9. Mme A soutient qu'en méconnaissance de l'article 7 du décret du 14 mars 1986 précitées, elle n'a été informée ni de ses droits ni de la date de réunion du comité médical. Or, il n'est pas établi par les écritures de la préfète déléguée pour la défense et la sécurité Ouest ni par les pièces du dossier que l'intéressée aurait bénéficié des informations prévues par ces dispositions préalablement à la réunion du comité médical du 9 janvier 2020. Par suite, Mme A a été privée d'une garantie de nature à affecter la régularité de la procédure suivie.

10. Il résulte du point précédent, sans qu'il soit besoin d'examiner les autres moyens soulevés, que l'arrêté du 14 janvier 2020 doit être annulé.

En ce qui concerne l'arrêté du 11 août 2020

11. Ainsi qu'il est dit au point 9, il ressort des pièces du dossier que Mme A n'a été informée ni de ses droits ni de la date de la réunion du comité médical au cours duquel devait être examinée la prolongation éventuelle de son placement en disponibilité d'office pour raison de santé.
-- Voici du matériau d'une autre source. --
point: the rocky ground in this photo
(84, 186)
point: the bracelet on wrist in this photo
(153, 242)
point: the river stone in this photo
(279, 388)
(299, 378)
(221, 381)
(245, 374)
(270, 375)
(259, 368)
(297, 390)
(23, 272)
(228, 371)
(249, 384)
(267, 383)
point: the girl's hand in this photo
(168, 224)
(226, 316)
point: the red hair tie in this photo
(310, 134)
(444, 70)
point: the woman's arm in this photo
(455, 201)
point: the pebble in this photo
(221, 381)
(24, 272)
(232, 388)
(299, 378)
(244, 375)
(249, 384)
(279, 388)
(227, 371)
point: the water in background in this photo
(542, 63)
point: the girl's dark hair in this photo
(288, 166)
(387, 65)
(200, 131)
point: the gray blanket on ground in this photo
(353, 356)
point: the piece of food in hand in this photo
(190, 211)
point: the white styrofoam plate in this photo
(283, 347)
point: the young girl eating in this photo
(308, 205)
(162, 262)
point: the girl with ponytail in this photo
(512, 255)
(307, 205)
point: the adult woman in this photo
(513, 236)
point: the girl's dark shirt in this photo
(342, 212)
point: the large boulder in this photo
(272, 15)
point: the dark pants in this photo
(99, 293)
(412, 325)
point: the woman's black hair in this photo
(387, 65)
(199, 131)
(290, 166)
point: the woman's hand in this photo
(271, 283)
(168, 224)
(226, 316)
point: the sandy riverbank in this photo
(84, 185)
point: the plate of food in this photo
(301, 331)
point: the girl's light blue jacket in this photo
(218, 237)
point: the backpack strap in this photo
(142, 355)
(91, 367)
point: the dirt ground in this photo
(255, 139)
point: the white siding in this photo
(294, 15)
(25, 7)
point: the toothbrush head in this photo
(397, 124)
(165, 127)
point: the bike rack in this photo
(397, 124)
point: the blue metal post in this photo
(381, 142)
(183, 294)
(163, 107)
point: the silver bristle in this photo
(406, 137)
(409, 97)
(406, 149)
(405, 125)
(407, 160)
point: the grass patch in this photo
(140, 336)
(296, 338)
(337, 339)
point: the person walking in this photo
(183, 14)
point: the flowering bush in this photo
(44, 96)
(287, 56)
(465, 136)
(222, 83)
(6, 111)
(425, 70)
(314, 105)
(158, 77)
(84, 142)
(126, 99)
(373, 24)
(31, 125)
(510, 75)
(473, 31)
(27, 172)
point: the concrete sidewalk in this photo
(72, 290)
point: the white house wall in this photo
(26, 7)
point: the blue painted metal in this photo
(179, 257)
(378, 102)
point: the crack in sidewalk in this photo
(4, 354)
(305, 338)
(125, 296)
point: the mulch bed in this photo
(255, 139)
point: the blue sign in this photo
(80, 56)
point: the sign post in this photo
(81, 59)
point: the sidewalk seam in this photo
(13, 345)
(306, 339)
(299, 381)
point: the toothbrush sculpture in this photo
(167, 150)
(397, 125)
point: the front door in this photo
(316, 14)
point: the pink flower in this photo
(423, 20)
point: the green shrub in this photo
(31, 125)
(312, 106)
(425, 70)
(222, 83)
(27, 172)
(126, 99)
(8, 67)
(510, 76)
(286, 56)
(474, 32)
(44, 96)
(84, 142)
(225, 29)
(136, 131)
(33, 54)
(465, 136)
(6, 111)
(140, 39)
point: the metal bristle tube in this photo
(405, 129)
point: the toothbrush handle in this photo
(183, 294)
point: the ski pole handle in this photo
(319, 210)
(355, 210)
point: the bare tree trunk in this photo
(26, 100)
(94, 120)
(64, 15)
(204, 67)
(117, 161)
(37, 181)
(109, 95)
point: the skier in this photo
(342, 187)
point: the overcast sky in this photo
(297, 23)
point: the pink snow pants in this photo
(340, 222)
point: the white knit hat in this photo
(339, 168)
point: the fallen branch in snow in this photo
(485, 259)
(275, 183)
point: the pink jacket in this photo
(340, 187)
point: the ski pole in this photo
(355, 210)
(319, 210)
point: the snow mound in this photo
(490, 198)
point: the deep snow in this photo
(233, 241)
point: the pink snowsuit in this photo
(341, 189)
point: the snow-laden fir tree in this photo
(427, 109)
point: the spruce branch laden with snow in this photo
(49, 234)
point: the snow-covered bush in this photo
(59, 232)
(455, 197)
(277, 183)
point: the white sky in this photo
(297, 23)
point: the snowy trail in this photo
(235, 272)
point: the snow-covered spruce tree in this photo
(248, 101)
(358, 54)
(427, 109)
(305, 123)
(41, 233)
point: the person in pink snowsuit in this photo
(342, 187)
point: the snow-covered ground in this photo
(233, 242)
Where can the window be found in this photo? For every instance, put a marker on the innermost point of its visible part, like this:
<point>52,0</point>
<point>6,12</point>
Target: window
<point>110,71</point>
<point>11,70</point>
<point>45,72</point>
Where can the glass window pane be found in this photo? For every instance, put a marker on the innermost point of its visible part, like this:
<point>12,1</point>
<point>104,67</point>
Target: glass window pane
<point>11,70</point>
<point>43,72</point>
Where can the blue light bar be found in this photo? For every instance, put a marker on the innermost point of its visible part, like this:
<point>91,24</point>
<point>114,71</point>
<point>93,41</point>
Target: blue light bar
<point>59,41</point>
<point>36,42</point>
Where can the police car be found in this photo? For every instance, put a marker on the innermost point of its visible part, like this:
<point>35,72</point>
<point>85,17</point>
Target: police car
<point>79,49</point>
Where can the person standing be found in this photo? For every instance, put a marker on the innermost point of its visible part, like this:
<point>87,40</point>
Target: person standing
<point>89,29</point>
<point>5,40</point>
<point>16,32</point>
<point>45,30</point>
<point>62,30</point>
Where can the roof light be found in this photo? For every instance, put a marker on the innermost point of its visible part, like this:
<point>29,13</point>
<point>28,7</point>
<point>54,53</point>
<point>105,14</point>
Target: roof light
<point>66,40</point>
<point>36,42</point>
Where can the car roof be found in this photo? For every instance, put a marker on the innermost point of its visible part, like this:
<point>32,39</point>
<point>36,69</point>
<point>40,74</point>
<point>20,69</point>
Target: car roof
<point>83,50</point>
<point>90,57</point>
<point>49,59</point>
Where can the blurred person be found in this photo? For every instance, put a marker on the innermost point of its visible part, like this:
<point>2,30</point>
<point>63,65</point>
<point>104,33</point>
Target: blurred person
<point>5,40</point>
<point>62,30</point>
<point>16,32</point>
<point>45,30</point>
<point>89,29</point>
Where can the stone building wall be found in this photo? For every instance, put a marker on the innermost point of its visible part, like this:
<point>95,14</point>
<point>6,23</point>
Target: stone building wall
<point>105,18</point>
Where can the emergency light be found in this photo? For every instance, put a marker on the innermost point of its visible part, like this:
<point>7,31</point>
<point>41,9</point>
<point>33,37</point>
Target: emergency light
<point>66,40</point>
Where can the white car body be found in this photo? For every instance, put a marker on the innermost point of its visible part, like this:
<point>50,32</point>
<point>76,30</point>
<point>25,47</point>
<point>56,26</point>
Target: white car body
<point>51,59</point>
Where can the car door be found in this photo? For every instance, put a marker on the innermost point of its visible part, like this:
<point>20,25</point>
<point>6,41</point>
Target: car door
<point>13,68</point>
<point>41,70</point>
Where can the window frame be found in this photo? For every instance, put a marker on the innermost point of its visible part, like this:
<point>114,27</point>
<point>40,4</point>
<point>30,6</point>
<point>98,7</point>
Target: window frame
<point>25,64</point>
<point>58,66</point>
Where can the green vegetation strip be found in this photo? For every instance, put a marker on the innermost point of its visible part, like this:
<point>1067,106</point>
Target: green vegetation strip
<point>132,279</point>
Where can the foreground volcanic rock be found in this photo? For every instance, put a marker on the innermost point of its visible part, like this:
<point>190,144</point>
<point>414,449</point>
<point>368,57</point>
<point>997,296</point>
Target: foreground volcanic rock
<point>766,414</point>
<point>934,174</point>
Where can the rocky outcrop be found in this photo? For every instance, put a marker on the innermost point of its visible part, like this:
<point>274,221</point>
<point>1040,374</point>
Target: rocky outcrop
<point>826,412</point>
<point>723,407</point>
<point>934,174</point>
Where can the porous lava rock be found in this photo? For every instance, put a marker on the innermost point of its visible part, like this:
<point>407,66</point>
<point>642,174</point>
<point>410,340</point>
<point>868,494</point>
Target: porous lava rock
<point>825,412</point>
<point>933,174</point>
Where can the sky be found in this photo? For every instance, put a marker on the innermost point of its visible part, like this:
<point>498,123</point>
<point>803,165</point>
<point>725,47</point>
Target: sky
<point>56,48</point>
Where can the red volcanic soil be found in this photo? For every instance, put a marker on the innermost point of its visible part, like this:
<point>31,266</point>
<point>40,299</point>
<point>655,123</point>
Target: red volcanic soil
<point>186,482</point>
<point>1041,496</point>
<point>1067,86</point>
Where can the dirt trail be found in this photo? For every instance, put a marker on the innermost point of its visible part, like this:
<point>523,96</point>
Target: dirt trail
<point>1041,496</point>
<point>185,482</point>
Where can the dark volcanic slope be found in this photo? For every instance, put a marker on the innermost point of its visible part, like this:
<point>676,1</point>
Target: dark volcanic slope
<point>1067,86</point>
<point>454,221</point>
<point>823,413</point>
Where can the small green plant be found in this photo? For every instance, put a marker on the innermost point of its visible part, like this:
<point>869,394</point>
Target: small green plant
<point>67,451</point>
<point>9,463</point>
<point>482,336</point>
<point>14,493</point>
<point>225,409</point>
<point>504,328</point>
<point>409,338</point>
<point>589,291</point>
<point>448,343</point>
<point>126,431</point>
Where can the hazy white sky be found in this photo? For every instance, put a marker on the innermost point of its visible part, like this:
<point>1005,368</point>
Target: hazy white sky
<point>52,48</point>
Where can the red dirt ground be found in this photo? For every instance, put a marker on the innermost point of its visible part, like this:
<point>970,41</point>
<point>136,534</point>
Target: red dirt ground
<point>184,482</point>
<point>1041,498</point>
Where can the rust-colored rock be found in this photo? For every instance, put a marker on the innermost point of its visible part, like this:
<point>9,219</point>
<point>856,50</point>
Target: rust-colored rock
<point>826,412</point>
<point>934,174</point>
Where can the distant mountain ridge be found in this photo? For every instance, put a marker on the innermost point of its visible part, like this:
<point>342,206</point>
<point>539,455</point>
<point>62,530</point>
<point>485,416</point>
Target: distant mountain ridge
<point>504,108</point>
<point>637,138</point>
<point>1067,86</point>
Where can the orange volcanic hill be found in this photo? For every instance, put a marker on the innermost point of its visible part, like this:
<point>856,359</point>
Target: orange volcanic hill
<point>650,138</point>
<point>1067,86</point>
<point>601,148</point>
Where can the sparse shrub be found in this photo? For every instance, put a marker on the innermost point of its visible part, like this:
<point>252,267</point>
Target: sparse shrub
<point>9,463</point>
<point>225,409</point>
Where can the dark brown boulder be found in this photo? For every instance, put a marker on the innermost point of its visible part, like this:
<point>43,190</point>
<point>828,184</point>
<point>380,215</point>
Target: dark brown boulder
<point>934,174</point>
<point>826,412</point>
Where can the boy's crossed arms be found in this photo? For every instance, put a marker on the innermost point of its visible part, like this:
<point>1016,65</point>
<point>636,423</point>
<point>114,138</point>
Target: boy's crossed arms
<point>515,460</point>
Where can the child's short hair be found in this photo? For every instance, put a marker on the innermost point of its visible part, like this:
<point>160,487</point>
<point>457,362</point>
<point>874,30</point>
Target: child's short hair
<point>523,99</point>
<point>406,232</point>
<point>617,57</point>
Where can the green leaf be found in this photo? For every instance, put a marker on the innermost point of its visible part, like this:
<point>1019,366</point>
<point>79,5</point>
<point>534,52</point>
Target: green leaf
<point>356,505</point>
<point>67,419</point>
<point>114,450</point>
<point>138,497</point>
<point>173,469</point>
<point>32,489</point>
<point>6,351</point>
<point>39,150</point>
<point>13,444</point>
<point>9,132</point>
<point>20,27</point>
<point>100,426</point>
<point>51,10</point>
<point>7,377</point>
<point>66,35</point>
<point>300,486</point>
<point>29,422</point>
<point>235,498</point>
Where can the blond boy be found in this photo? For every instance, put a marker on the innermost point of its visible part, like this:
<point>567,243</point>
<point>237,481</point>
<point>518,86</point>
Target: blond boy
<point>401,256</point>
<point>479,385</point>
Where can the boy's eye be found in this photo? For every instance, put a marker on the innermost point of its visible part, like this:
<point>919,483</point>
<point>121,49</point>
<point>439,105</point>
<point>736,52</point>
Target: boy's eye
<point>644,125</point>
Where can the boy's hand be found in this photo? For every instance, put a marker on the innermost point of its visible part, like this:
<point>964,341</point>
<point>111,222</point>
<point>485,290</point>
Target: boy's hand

Or, il résulte des visas de l'arrêté du 11 août 2020 que la préfète s'est fondée, pour prononcer le maintien en disponibilité d'office de la requérante, sur l'avis rendu par le comité médical le 9 janvier 2020. Par suite, Mme A a été privée d'une garantie de nature à affecter la régularité de la procédure suivie.

12. Il résulte du point précédent, sans qu'il soit besoin d'examiner les autres moyens soulevés, que l'arrêté du 11 août 2020 doit être annulé.

Sur les conclusions à fin d'injonction :

13. Eu égard aux motifs d'annulation retenus, et alors qu'aucun autre moyen n'est susceptible, en l'état du dossier, d'être accueilli, il y a lieu d'enjoindre au préfet délégué pour la défense et la sécurité Ouest de procéder au réexamen de la situation de Mme A dans un délai de trois mois à compter de la notification du présent jugement.

Sur les frais liés au litige :

14. Il y a lieu, dans les circonstances de l'espèce de mettre à la charge de l'Etat la somme de 1 500 euros à verser à Mme A, laquelle a eu recours à l'assistance d'un avocat pendant la majeure partie de la procédure devant le présent tribunal, sur le fondement des dispositions de l'article L. 761-1 du code de justice administrative.

D E C I D E :

Article 1er : Les arrêtés du 14 janvier 2020, du 11 août 2020 et du 3 octobre 2022 sont annulés.

Article 2 : Il est enjoint au préfet délégué pour la défense et la sécurité Ouest de procéder au réexamen de la situation de Mme A dans un délai de trois mois à compter de la notification du présent jugement.

Article 3 : L'Etat versera à Mme A la somme de 1 500 euros sur le fondement des dispositions de l'article L. 761-1 du code de justice administrative.

Article 4 : Le présent jugement sera notifié à Mme B A et au préfet délégué pour la défense et la sécurité Ouest.

Délibéré après l'audience du 7 mars 2023, à laquelle siégeaient :

Mme Lefebvre-Soppelsa, présidente,

Mme Defranc-Dousset, première conseillère,

M. Joos, premier conseiller.

Rendu public par mise à disposition au greffe le 28 mars 2023.

La rapporteure,

Hélène C

La présidente,

Anne LEFEBVRE-SOPPELSALa greffière,

Lucie BARRUET

La République mande et ordonne à la préfète de la zone de défense et de sécurité Ouest en ce qui la concerne ou à tous commissaires de justice à ce requis en ce qui concerne les voies de droit commun contre les parties privées, de pourvoir à l'exécution de la présente décision.